You know how people always say you shouldn't ever buy a new car at the start of the model year? You're supposed to wait a few months until the kinks get ironed out. Similarly, the wisest course of action would be never to buy a brand new Mac until it's been available for a while. That way, the other less-patient Mac fans get burned by all the "issues," and you wind up with a more solid product, thus profiting from others' pain-- which is, of course, what civilized people do. Logical, right?
Unfortunately, when it comes to the act of buying a Mac, Apple usually cranks out such achingly cool stuff that logic rarely enters into the equation. That's why hundreds (if not thousands) of rabid, slavering Steve Freaks pre-ordered their PowerBook G4s mere minutes after the product's breathless unveiling last January. Can we blame them? Of course not-- the thing's made out of titanium, fer cryin' out loud, and who can resist that? So yeah, otherwise sane and rational people often go a little loopy during Apple product intros, but it's not their fault. Unfortunately, it does mean that they're the ones who are suffering through the PowerBook's initial "quirks," some of which are downright shocking in nature. (If you're not groaning now, you will in a minute.)

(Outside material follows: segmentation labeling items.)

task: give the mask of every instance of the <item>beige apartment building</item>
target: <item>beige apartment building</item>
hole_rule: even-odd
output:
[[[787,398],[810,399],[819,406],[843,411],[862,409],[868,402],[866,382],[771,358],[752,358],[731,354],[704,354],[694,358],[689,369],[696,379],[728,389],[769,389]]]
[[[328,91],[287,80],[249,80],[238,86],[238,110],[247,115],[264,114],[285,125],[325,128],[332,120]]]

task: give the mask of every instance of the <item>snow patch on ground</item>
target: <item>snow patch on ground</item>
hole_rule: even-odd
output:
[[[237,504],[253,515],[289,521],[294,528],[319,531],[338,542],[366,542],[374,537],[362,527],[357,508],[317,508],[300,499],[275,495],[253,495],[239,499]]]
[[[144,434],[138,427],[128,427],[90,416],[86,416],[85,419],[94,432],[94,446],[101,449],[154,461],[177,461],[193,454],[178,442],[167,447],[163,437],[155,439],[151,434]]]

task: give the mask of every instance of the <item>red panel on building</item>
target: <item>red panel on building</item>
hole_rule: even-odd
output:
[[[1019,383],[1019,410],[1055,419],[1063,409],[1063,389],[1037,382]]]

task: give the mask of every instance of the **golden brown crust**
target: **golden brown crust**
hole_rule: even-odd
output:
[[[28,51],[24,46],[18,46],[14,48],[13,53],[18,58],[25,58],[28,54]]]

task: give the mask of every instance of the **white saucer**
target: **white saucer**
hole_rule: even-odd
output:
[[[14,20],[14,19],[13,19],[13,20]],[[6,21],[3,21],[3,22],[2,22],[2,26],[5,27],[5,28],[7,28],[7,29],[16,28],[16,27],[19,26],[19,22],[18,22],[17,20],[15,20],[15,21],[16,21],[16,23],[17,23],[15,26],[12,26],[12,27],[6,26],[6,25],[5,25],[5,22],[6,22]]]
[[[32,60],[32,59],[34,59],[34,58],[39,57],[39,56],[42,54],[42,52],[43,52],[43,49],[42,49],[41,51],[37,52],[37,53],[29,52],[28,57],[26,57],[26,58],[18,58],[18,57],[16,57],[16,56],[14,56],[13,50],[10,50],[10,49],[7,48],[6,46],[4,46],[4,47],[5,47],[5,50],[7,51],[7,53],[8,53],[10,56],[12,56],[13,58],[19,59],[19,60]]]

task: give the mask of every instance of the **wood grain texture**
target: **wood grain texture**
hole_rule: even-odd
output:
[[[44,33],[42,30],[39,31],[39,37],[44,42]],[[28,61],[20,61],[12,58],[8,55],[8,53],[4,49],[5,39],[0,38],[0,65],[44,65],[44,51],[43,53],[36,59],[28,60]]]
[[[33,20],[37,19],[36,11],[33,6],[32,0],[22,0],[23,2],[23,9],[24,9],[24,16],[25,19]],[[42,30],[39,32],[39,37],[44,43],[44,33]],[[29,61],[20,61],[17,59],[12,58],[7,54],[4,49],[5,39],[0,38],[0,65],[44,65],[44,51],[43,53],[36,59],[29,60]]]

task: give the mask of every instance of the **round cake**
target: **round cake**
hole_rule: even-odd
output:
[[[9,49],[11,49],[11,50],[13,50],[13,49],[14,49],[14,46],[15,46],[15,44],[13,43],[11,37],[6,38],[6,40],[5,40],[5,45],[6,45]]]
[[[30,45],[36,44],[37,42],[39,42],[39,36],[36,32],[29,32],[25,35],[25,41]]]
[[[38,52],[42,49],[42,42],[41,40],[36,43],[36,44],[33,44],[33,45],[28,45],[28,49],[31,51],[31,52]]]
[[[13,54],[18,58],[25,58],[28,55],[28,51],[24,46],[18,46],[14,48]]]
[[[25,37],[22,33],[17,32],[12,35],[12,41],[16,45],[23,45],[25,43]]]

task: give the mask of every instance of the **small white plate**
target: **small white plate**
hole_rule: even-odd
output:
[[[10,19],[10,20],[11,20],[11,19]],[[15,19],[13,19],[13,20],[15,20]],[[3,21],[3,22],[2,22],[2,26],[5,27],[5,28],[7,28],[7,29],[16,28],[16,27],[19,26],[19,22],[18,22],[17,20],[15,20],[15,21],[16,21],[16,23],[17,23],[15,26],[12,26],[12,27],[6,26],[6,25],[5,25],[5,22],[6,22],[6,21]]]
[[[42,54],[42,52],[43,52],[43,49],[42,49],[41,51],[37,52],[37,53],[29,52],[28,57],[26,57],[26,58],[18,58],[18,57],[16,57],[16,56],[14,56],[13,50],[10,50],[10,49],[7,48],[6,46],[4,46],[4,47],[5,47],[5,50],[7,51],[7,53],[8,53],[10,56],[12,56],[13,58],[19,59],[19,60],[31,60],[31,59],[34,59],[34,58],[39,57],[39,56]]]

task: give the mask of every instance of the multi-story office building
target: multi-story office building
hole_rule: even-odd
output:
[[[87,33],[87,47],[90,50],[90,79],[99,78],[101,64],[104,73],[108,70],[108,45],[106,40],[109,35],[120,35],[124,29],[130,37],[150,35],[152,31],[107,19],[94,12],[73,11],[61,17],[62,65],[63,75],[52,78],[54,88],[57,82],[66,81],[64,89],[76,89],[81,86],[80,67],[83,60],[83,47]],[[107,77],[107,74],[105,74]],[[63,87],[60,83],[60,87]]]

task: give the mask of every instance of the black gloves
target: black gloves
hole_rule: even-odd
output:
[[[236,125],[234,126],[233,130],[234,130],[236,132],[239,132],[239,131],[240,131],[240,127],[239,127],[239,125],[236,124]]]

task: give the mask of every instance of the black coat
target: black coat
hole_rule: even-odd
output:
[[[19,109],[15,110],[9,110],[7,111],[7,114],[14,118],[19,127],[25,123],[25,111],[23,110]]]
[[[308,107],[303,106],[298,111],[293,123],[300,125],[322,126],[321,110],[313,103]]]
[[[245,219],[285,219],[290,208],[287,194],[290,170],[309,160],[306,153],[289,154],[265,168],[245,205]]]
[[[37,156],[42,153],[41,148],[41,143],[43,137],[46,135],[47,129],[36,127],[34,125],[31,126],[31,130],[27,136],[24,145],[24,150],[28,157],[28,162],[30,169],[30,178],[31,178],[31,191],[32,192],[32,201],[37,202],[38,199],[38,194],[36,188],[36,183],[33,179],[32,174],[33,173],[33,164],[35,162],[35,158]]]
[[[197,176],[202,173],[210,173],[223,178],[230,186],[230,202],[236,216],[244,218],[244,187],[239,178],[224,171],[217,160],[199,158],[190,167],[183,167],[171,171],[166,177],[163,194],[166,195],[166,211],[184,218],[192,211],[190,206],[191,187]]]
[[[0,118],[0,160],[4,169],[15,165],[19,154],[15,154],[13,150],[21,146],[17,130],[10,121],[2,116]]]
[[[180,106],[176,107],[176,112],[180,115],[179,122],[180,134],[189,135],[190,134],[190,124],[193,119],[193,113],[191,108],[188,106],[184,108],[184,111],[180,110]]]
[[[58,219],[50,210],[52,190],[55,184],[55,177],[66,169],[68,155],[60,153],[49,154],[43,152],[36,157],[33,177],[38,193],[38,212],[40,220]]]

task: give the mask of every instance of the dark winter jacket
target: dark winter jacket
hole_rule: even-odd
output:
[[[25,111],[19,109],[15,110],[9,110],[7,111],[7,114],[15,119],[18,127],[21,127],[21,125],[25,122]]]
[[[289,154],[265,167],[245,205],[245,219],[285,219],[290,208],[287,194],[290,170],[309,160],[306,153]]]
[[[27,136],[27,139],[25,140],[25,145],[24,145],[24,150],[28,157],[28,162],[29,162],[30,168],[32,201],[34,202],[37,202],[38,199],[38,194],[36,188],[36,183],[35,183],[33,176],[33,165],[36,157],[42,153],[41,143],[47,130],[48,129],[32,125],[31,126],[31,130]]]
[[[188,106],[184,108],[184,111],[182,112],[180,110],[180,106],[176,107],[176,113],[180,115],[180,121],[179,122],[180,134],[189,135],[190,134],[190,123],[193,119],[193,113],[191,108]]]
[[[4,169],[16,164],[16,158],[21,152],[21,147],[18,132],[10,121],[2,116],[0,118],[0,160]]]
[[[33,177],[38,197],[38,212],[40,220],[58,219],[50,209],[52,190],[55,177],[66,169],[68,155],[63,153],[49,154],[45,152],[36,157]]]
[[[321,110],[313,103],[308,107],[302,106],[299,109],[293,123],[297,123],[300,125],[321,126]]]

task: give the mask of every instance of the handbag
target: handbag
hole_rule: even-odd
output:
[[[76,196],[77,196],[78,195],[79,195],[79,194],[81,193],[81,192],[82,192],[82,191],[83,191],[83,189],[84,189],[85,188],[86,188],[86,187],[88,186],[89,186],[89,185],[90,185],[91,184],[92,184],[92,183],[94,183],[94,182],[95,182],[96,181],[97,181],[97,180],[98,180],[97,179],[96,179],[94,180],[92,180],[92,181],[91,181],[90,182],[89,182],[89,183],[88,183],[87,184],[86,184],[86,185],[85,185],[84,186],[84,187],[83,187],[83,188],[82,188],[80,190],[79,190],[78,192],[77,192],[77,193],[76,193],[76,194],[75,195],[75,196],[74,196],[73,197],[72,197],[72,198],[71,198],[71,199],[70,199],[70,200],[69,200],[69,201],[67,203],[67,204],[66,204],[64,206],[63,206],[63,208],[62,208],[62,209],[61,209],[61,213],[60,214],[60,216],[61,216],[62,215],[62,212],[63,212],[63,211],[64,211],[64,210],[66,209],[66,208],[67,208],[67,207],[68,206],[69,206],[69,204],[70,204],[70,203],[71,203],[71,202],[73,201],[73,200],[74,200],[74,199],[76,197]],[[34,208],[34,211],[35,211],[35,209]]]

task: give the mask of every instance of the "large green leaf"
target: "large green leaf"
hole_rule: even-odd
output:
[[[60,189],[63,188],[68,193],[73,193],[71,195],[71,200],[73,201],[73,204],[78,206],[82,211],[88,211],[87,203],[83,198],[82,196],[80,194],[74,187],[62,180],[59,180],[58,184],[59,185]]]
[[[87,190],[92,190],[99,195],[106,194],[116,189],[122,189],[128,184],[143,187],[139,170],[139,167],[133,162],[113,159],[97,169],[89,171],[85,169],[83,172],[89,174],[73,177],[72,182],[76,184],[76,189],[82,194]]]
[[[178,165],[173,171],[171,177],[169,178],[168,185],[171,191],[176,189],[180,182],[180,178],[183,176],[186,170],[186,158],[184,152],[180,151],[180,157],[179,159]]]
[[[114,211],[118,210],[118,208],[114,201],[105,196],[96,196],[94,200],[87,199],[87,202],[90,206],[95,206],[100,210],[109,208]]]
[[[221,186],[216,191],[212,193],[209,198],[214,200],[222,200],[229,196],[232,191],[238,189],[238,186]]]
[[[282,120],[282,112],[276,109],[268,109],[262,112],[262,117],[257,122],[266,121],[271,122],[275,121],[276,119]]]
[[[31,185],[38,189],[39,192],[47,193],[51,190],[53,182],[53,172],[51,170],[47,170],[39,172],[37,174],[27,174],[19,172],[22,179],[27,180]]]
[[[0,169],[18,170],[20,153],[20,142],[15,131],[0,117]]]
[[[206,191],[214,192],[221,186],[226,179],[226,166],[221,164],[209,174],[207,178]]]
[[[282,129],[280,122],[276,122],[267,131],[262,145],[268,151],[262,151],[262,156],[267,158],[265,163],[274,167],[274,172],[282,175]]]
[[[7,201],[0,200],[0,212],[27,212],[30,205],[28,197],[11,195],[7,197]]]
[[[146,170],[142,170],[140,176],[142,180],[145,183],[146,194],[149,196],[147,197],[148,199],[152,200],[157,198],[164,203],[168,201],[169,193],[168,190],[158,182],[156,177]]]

When we heard about the PowerBook's "play it level or listen to the disc grind like a block of steel on a belt sander" DVD-ROM drive, we shrugged the complaints off as nitpicking. We took the "whoops, I held my PowerBook wrong and the power cut out instantaneously" reports a bit more seriously, since the old disconnecting-battery-contacts problem was an issue in our Duo 230, as well. But it's the latest report of PowerBook weirdness that really has us creeped out to the extreme; faithful viewer Kevin pointed us to a discussion thread in Apple's support pages which indicates that some PowerBook G4 owners are getting mild shocks from their titanium little buddies. No, we don't mean static electricity discharges (though those are also apparently a problem with the latest PowerBooks). We're talking about actual flowing current-- enough to make the fingers tingly, but not enough to cause any real harm. Yet.
Think it's a fluke, or just someone's imagination? Read through the multiple reports of users who claim they can feel "a mild electric shock" as they move their hands across the titanium surface when the PowerBook is plugged into AC power, and then decide for yourselves. Several of these people have actually gone so far as to ground their PowerBooks manually by running wires from the case to a grounded outlet, which does indeed stop the shocks. So far it looks like every single person reporting this phenomenon is outside of the U.S., so we suspect it's an issue with the PowerBook's AC adapter and 200-220 volt house current-- and that also may be why we haven't heard reports of this disturbing problem sooner.
Now, personally, we're of the opinion that if we were lucky enough to be toting around a bad-ass piece of equipment like a titanium wide-screen supercomputer that's only an inch thick, we would probably accept the occasional electrical shock with aplomb; after all, maybe that's just the cosmic price you pay to be that cool. Still, if this is a real issue with the PowerBook's design, we hope it's limited to just a handful of users-- and that Apple fixes the problem stat. The last thing Apple needs right now is the six-letter "R"-word that rhymes with "shmeecall."